Достав из рукоятки пистолета обойму, Антон опустил ее в карман куртки и протянул оружие здоровяку:
— Держи.
— Зачем? — не понял тот.
— Бери, тебе говорят! — угрожающе процедил Чижов.
Дачник покорно взял пистолет и недоуменно повертел его в руках — в эту секунду он походил на несмышленого мальчугана дошкольного возраста, которому дали игрушку, а как ей пользоваться — не объяснили.
В ту же секунду Лямзин извлек из кармана чистый носовой платок и бережно отобрал у Дачника ствол, стараясь не касаться собственными пальцами металлических поверхностей. Пряча «пээм» в карман, он довольно изрек:
— Это и есть второй вариант. Через пару часиков мы подбросим ствол в ближайшее отделение милиции, сопроводив его подробным объяснением, из которого будет ясно, что хозяин отпечатавшихся на пушке пальчиков и есть убийца, застреливший в номере гостиницы «Салют» какого-то неизвестного субъекта. — Лицо майора озарила радостная улыбка, и он озорно подмигнул «монстру»: — Короче говоря, у тебя есть пара часов, чтобы смыться из города. Будь здоров.
Антон неспешно зашагал в сторону поджидавшей их машины, увлекая за собой каскадера.
До слуха ошарашенного Дачника донесся звук взревевшего мотора, который начал медленно растворяться в сыром вечернем воздухе, пока громилу не окружила вязкая тишина осеннего леса.
По дороге домой троица сменила еще две машины, пока, наконец, не достигла пределов аникеевской дачи.

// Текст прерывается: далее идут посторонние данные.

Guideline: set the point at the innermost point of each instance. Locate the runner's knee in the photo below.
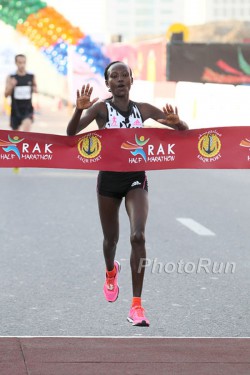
(110, 242)
(137, 238)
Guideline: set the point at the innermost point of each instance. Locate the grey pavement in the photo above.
(52, 267)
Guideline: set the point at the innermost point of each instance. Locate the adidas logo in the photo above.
(135, 183)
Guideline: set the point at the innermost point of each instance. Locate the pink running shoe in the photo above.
(111, 287)
(137, 317)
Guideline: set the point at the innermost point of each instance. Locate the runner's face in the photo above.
(119, 79)
(21, 63)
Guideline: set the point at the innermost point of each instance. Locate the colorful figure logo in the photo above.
(137, 148)
(11, 145)
(245, 143)
(89, 146)
(209, 145)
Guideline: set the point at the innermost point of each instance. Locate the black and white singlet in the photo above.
(118, 184)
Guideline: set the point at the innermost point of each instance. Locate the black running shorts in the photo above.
(118, 184)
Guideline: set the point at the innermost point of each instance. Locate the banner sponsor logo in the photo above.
(89, 148)
(209, 146)
(151, 153)
(17, 147)
(246, 143)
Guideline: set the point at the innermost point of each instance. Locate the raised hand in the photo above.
(83, 99)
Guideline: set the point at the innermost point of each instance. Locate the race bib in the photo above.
(22, 92)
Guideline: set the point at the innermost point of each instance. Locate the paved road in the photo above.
(52, 269)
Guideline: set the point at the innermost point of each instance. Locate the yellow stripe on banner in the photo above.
(124, 150)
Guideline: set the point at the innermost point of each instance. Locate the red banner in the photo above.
(129, 149)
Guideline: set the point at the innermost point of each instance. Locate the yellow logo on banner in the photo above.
(89, 146)
(209, 145)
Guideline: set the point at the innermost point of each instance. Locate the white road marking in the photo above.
(195, 226)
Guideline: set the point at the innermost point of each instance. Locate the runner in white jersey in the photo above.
(120, 112)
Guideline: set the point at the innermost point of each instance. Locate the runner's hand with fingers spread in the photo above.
(172, 118)
(83, 100)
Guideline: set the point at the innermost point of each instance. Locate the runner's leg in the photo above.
(136, 203)
(109, 216)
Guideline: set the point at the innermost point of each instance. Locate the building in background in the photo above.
(128, 20)
(219, 10)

Первым переступил порог Антон, несколько удивленный тем, что дом погружен в абсолютный мрак. Пройдя в комнату, в которой обычно спала подруга, он зажег свет и едва ли не вскрикнул от удивления — кровать была застелена тяжелым покрывалом, но на ней никого не было.

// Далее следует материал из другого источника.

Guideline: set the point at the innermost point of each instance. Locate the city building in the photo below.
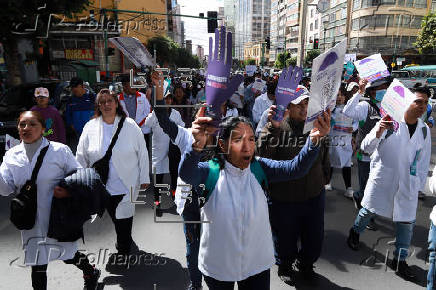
(313, 27)
(334, 24)
(253, 50)
(200, 53)
(188, 45)
(389, 27)
(252, 23)
(229, 20)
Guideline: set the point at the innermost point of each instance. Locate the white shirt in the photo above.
(15, 170)
(246, 228)
(129, 157)
(114, 185)
(391, 190)
(261, 104)
(358, 111)
(160, 141)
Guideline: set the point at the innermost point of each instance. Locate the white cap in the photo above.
(304, 96)
(351, 86)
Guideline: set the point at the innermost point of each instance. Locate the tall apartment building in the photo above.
(334, 24)
(313, 26)
(389, 27)
(252, 23)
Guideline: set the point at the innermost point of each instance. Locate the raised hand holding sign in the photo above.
(286, 90)
(218, 86)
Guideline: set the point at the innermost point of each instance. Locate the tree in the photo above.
(311, 55)
(426, 40)
(281, 59)
(250, 61)
(291, 61)
(18, 15)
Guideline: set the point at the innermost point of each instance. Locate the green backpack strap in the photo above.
(424, 131)
(258, 172)
(212, 178)
(214, 173)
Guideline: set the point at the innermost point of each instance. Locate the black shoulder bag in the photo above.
(24, 205)
(102, 165)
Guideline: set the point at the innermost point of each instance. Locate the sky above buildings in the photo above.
(196, 29)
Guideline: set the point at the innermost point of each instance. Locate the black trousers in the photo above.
(123, 227)
(260, 281)
(39, 272)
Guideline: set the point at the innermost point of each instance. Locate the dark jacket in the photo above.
(285, 143)
(88, 197)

— Маша! — громко позвал Лямзин, прислушиваясь к гулкому эху, прокатившемуся по комнатам особняка. — Маша, ты где?! — еще громче выкрикнул он и бросился обшаривать комнаты.

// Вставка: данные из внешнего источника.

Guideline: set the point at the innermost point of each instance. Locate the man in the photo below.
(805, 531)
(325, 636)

Все вещи Маши были на месте — даже ее дамская сумочка, — не было только самой хозяйки этих вещей.
И тут майора окликнул Чижов, стоящий в углу ярко освещенной гостиной:
— Антон, иди сюда.
Когда комитетчик приблизился к каскадеру, за спиной которого в оцепенении замер Дегтярев, ему в глаза бросилось некое несоответствие обстановки — чего-то в комнате явно недоставало, но чего? И тут он понял.
На светлых обоях проступило прямоугольное пятно пыли, резко контрастирующее с веселенькими узорами стен. Раньше этого пятна никто не замечал, потому что на его месте висела картина, та самая — со старенькой церквушкой и молодым дубом, картина, с которой все и началось, но без которой ничего нельзя было закончить…
Маша ощутила легкий толчок в спину и, чтобы не. упасть, была вынуждена сделать, несколько шагов — она почувствовала, как ее коленки уперлись во что-то мягкое. Тут же послышался властный голос одного из сопровождающих:
— Сними с нее повязку, — произнес тот густым, рокочущим басом.
В ту же секунду девушка уловила легкое прикосновение сильных пальцев к ее голове и обнаружила, что кусок плотной ткани, еще секунду назад закрывающий глаза, исчез в кармане долговязого брюнета с вытянутым желтушно-бледным лицом и близко посаженными глазками. Блондинка тут же окрестила его про себя Дылдой.
Второй — плотный, но не толстый мужичонка в дорогом твидовом пиджаке и шелковой сорочке, из-под ворота которой выглядывала массивная золотая цепь, — вольготно расположился в кожаном кресле, устало прикрыв морщинистые веки. Всем своим видом он старался подчеркнуть собственную значимость, но и без того было ясно, что он занимает главенствующее положение в этом дуэте.